A variation of this problem manifests when counting users who have enabled or disabled push messaging. Over time, a user can enable or disable your ability to send them push messages in your app. Since our SDK tracks whether a user has push enabled on every event, they can show as being both enabled and disabled if the report time period covers when they switched. A discrepancy can also occur in the number of users push messages are sent to due to known versus anonymous users. For example, if a user enables push messaging while anonymous and later disables push messaging while known, the user will technically be counted as two different users with different push enabled settings.
Let's say you're looking at a Localytics report covering the month of April. A user who had push disabled on April 1 decided to enable it on April 15. If you filter the April 30-day report by Push Enabled, that user would be counted for April. If you remove that filter and instead filter by Push Disabled, they would again be counted for April, since that user was both enabled and disabled over that time period.

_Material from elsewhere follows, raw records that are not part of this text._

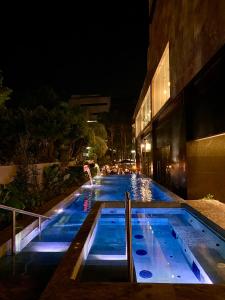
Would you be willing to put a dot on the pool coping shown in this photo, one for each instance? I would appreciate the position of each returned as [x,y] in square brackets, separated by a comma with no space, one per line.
[64,286]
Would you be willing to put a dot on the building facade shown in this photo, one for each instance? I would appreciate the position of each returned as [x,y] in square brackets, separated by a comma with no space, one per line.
[179,120]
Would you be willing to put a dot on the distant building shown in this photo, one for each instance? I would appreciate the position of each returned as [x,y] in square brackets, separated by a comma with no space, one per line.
[179,120]
[94,104]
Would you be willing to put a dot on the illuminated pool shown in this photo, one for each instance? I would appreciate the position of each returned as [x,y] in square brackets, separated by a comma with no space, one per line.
[169,246]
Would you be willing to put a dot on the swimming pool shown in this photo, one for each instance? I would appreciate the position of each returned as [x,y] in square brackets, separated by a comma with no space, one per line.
[169,246]
[113,188]
[38,260]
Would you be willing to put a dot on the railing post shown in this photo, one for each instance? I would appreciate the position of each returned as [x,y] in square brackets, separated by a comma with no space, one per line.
[39,224]
[13,246]
[129,237]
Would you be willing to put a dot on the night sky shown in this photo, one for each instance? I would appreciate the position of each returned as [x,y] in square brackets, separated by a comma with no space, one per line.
[81,50]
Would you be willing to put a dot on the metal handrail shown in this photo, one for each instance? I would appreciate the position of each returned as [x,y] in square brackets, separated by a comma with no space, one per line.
[129,237]
[24,212]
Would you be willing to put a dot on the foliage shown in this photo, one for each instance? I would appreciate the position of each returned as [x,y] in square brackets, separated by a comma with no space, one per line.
[208,197]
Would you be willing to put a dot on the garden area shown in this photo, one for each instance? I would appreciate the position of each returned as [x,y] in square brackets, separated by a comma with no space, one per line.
[44,130]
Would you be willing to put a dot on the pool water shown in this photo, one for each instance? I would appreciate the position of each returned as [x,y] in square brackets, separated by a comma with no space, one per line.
[169,246]
[41,256]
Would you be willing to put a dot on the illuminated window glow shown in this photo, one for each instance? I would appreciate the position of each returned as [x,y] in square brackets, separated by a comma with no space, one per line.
[161,82]
[144,114]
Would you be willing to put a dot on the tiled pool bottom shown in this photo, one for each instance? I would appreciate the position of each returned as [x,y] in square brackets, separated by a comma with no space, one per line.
[169,246]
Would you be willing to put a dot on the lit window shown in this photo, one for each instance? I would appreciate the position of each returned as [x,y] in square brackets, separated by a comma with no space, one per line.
[161,82]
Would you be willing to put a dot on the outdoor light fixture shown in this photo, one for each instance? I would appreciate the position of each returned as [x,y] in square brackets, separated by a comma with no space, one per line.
[59,211]
[148,147]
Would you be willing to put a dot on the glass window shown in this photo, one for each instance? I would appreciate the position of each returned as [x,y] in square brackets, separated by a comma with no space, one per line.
[161,82]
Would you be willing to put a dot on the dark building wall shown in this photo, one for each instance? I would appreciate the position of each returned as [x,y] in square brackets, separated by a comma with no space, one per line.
[195,30]
[206,168]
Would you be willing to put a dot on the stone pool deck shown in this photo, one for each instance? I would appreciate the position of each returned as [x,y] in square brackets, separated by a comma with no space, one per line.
[63,285]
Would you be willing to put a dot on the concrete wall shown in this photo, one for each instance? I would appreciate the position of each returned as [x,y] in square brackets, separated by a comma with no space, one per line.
[195,30]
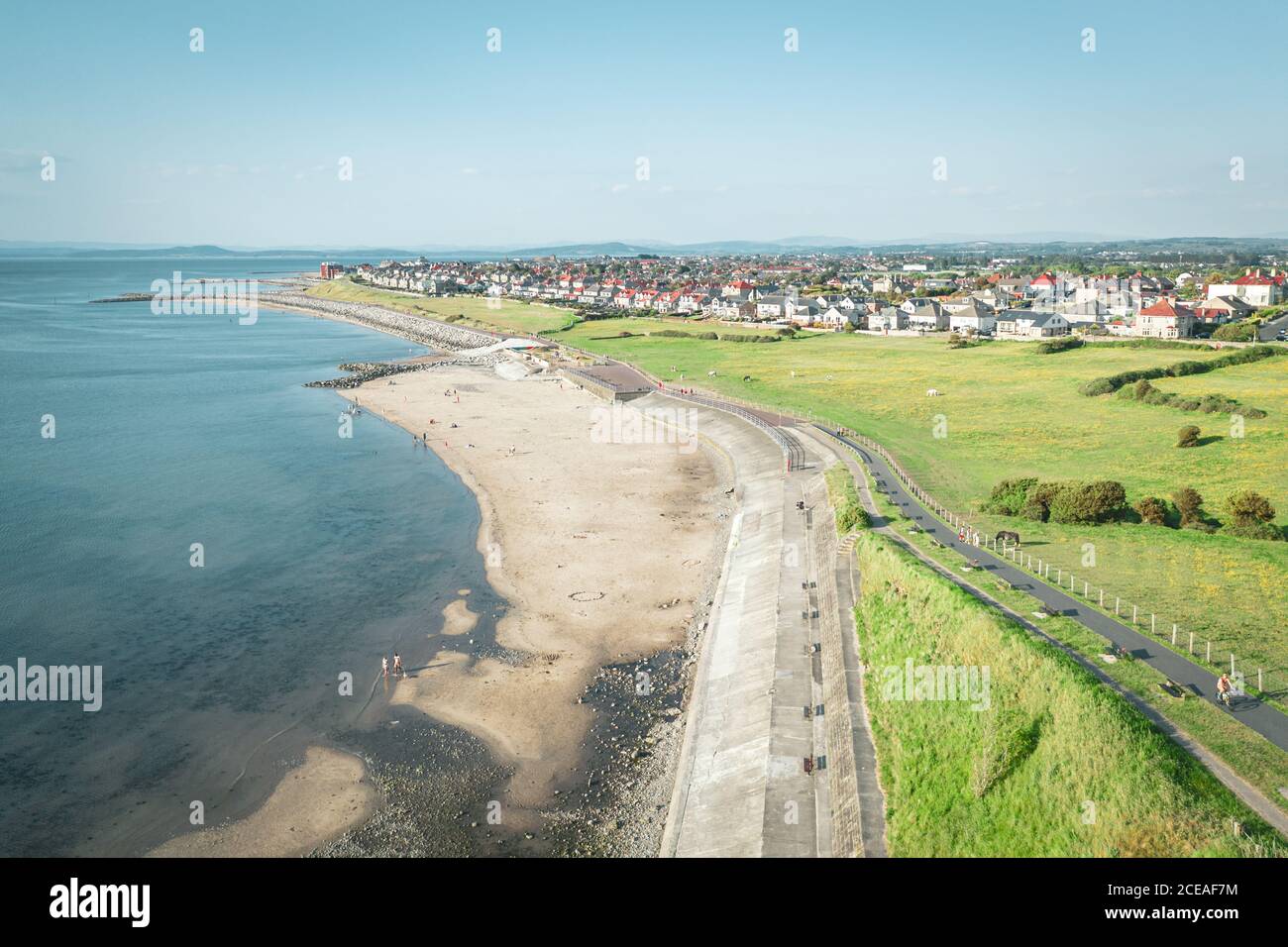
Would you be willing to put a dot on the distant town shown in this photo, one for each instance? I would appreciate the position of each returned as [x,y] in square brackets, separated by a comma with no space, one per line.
[1000,298]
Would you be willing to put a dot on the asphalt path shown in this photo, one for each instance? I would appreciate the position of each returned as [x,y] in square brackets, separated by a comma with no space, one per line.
[1262,718]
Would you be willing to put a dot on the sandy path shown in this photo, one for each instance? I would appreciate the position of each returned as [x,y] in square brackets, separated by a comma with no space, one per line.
[622,526]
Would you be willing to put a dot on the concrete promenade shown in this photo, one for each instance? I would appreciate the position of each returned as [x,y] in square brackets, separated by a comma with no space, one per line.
[742,789]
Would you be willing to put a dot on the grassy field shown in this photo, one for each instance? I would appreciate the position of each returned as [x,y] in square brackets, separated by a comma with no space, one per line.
[1056,764]
[1008,411]
[501,315]
[1250,755]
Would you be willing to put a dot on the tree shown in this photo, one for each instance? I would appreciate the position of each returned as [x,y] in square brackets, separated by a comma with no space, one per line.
[1189,504]
[1248,508]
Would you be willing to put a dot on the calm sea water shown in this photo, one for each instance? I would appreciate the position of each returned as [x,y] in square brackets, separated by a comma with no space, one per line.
[321,553]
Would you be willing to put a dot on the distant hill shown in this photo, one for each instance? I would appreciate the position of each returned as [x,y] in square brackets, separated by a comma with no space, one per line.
[1013,245]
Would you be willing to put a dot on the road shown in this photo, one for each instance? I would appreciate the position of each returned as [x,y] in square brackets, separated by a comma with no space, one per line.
[1270,330]
[1262,718]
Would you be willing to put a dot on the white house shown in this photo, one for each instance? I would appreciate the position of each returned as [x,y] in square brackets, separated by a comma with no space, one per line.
[1025,324]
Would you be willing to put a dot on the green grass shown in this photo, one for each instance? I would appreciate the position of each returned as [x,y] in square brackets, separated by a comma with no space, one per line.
[1250,755]
[1017,777]
[1009,411]
[502,315]
[844,499]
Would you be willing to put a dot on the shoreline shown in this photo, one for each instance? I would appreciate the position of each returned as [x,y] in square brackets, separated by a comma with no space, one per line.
[584,672]
[572,784]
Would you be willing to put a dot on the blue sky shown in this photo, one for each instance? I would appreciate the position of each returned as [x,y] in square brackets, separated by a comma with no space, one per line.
[539,144]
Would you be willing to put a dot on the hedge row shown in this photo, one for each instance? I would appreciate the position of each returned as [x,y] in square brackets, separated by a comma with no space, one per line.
[1050,348]
[712,337]
[1112,382]
[1209,403]
[1250,515]
[1059,501]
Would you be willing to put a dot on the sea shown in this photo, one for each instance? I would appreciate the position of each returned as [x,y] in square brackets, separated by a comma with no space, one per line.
[181,513]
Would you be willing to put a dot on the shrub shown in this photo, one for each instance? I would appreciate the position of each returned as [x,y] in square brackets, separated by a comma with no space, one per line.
[1189,504]
[1010,496]
[1254,531]
[1039,499]
[1050,348]
[1236,331]
[1099,501]
[1248,508]
[1151,510]
[1112,382]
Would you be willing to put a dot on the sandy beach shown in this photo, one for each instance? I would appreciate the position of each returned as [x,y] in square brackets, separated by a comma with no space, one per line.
[599,548]
[600,545]
[317,800]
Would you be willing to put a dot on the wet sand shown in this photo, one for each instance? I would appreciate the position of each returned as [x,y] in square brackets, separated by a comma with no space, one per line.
[320,799]
[597,547]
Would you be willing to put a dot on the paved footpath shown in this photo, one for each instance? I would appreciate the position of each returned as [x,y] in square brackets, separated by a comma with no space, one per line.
[741,788]
[1262,718]
[1252,796]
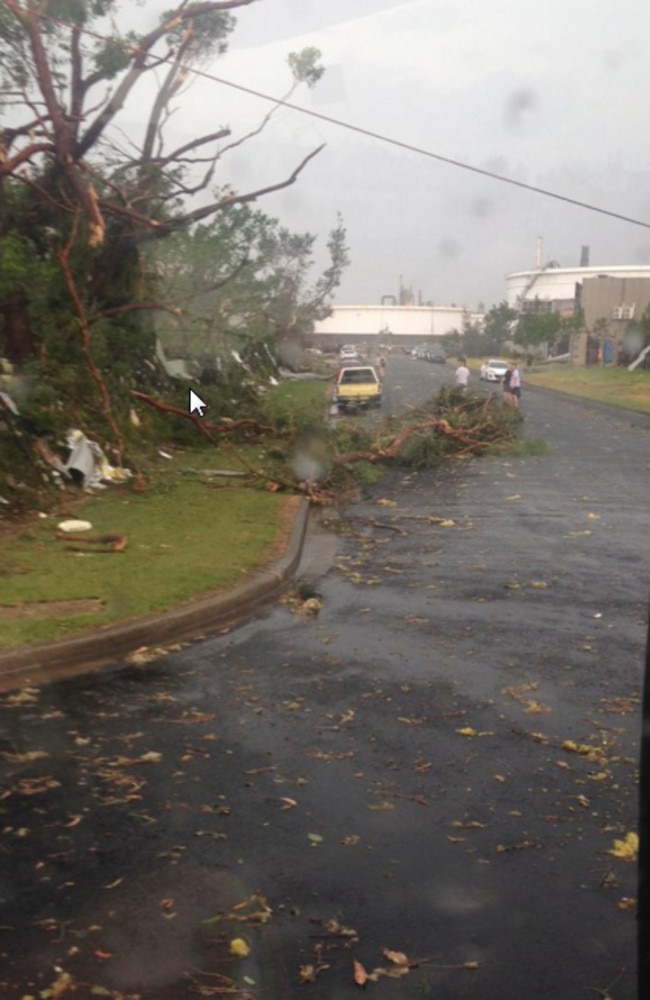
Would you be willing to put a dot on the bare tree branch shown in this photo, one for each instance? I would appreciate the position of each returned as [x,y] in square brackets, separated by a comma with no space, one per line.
[140,66]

The Hotel Problem will also create a discrepancy between unique users and total users over time. For example, when looking at Users by Day, the dashboard is displaying the number of unique users for that specific day. However, the summary bar at the top of the screen shows unique users across the entire time period, and users will inevitably overlap as they have sessions on different days. So, the Users by Day Total column is the sum of users each day instead of the desired time range—a perfect example of the "Hotel Problem."